The Nobel panel added, "The findings have established a novel area of research and spurred the creation of innovative therapies, for instance for tumors and immune disorders."
Regarding malignancies, T-regs block the system from fighting the tumor, so research are focused on lowering their numbers.
For self-attack disorders, experiments are exploring increasing T-reg cells so the body is no longer being harmed. A comparable approach could also be useful in reducing the chances of transplanted organ rejection.
Pioneering Experiments
Professor Shimon Sakaguchi, of Osaka University, conducted experiments on rodents that had their thymus extracted, leading to autoimmune disease.

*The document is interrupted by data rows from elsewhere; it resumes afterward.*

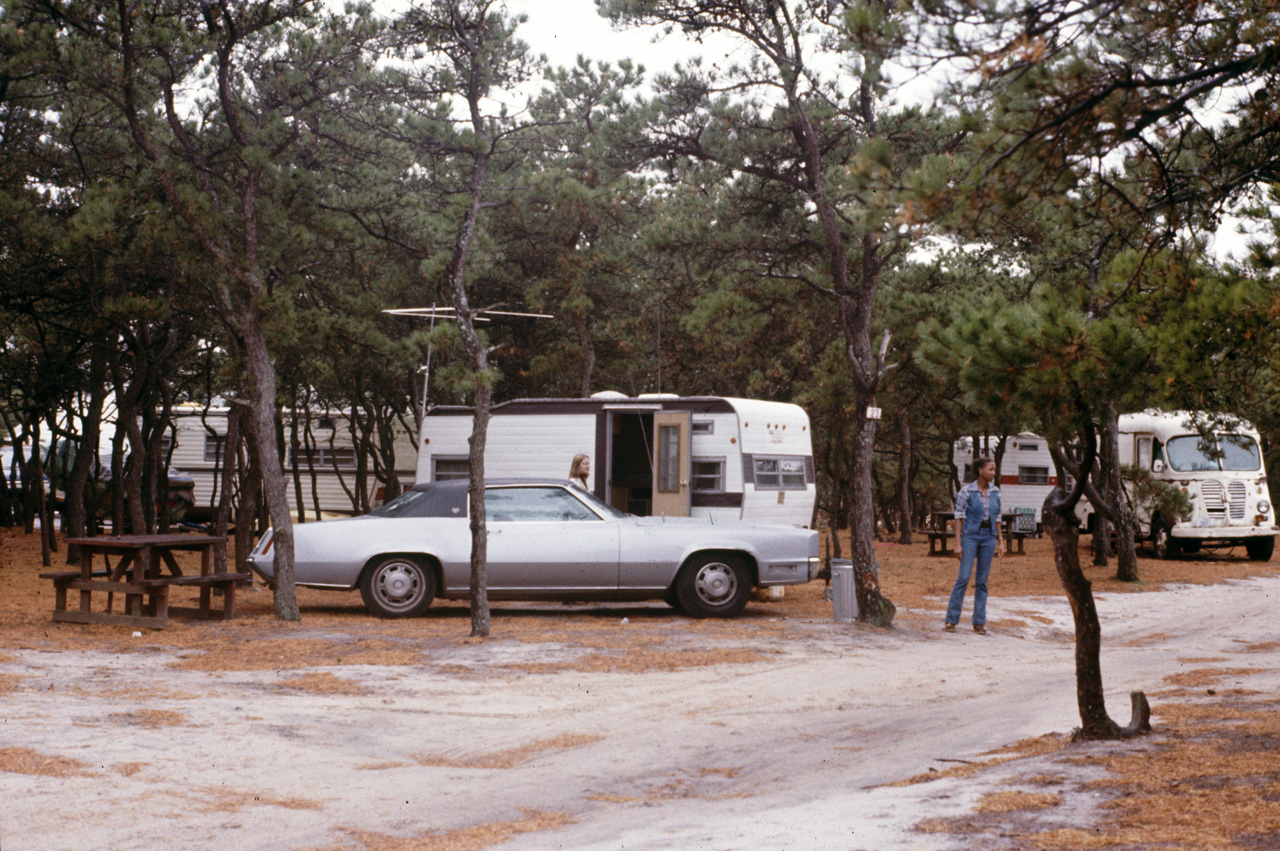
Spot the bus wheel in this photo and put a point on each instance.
(1260, 548)
(1161, 541)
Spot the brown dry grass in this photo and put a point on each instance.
(472, 838)
(510, 758)
(151, 718)
(1208, 777)
(23, 760)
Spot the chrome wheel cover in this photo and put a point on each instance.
(398, 585)
(716, 584)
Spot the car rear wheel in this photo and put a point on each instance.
(713, 585)
(1260, 548)
(397, 588)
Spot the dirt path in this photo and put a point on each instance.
(511, 739)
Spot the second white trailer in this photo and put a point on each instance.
(653, 454)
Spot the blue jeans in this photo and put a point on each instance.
(974, 548)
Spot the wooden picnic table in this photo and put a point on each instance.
(144, 572)
(942, 535)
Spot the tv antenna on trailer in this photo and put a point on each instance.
(434, 312)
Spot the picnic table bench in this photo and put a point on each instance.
(144, 572)
(1014, 531)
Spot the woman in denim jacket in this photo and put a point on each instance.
(978, 538)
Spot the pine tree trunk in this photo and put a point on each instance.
(480, 617)
(904, 481)
(1095, 722)
(263, 425)
(1127, 552)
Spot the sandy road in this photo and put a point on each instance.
(792, 753)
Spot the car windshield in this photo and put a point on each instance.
(599, 504)
(401, 507)
(543, 504)
(1230, 452)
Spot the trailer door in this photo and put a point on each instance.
(671, 463)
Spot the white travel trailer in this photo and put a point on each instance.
(1027, 471)
(654, 454)
(1224, 480)
(200, 453)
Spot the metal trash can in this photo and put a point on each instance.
(844, 590)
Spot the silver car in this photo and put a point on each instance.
(548, 540)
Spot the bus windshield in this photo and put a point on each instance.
(1230, 452)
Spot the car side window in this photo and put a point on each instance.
(534, 506)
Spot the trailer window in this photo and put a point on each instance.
(668, 460)
(324, 456)
(1234, 452)
(780, 474)
(1033, 475)
(448, 469)
(708, 476)
(215, 447)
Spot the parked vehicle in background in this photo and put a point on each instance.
(653, 454)
(548, 540)
(329, 467)
(1027, 471)
(1217, 467)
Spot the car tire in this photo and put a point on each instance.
(713, 585)
(397, 588)
(1161, 541)
(1260, 548)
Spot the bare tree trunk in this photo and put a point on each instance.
(74, 509)
(296, 472)
(228, 456)
(247, 507)
(1101, 544)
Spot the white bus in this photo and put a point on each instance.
(1223, 476)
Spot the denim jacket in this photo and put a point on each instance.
(969, 507)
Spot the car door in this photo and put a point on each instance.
(542, 538)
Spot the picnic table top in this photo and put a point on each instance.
(135, 541)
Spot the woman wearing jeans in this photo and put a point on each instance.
(978, 538)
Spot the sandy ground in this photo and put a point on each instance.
(784, 730)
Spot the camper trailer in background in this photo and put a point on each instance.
(653, 454)
(1027, 472)
(1224, 479)
(200, 444)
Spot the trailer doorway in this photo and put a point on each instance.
(630, 462)
(649, 462)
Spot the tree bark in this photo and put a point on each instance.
(76, 508)
(904, 479)
(1127, 552)
(263, 428)
(1059, 517)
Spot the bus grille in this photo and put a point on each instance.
(1215, 499)
(1237, 492)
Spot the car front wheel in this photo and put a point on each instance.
(397, 588)
(713, 586)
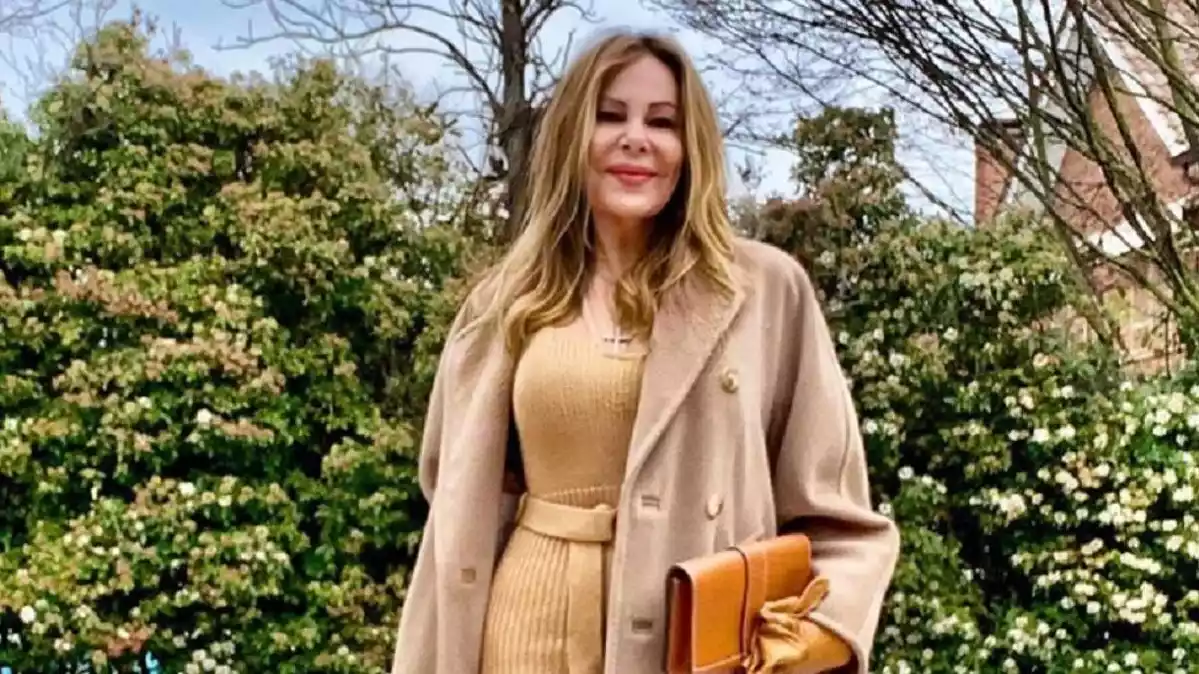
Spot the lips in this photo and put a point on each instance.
(632, 175)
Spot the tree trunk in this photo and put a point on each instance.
(516, 122)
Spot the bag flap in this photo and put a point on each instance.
(706, 606)
(777, 567)
(714, 601)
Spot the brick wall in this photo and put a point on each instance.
(1085, 202)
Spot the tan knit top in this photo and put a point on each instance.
(574, 405)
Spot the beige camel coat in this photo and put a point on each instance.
(745, 426)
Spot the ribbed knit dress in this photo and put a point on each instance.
(574, 404)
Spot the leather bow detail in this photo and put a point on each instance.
(777, 642)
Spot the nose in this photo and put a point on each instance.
(634, 139)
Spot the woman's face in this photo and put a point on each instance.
(636, 154)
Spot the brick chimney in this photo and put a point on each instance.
(992, 178)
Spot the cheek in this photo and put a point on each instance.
(602, 142)
(670, 156)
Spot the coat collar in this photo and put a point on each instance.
(687, 328)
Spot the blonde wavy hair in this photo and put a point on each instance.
(541, 280)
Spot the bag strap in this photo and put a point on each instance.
(757, 569)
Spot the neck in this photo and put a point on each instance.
(619, 245)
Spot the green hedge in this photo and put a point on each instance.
(220, 310)
(1046, 499)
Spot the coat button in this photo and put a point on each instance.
(715, 506)
(729, 380)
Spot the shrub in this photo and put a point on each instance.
(220, 307)
(1046, 499)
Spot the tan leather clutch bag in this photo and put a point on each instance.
(716, 603)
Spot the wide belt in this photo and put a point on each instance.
(585, 530)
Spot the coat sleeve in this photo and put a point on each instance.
(821, 487)
(417, 637)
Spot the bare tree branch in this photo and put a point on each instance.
(496, 48)
(40, 37)
(1078, 79)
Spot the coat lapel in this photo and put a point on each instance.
(687, 329)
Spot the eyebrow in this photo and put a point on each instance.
(654, 104)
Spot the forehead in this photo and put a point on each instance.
(645, 79)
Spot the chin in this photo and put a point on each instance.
(628, 210)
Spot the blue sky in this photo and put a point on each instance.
(205, 24)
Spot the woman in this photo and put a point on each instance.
(658, 390)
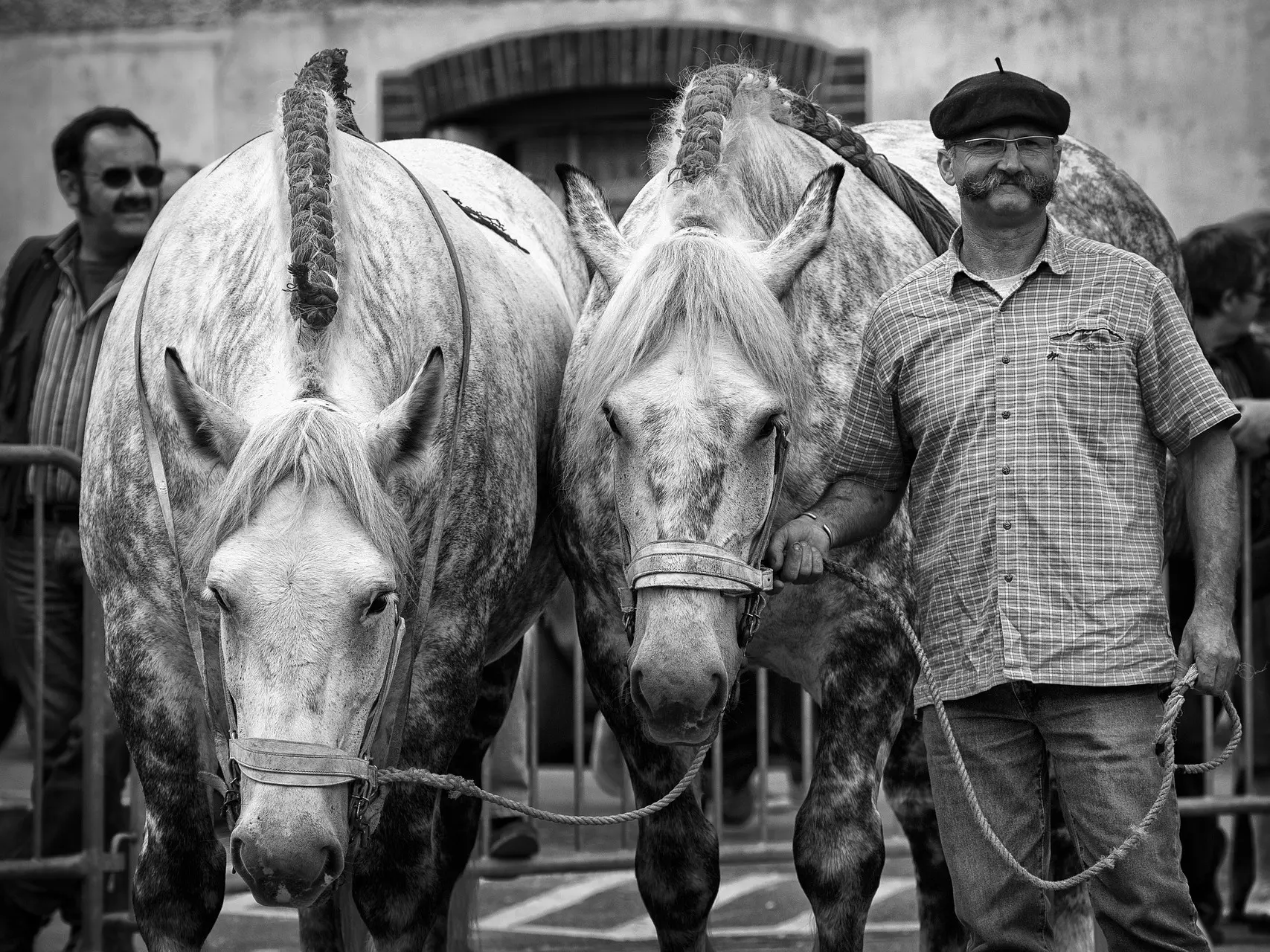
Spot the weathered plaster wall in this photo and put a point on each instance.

The researcher demonstrated that introducing defense cells from other animals could stop the disease—implying there was a mechanism for preventing immune cells from harming the body.
Mary Brunkow, from the Institute for Systems Biology in a US city, and Fred Ramsdell, currently at Sonoma Biotherapeutics in San Francisco, were studying an inherited immune disorder in rodents and humans that resulted in the discovery of a genetic factor critical for how T-regs function.
"The groundbreaking work has uncovered how the immune system is controlled by T-reg cells, stopping it from mistakenly attacking the healthy cells," said a leading physiology expert.
"This research is a striking example of how fundamental biological research can have broad consequences for public health."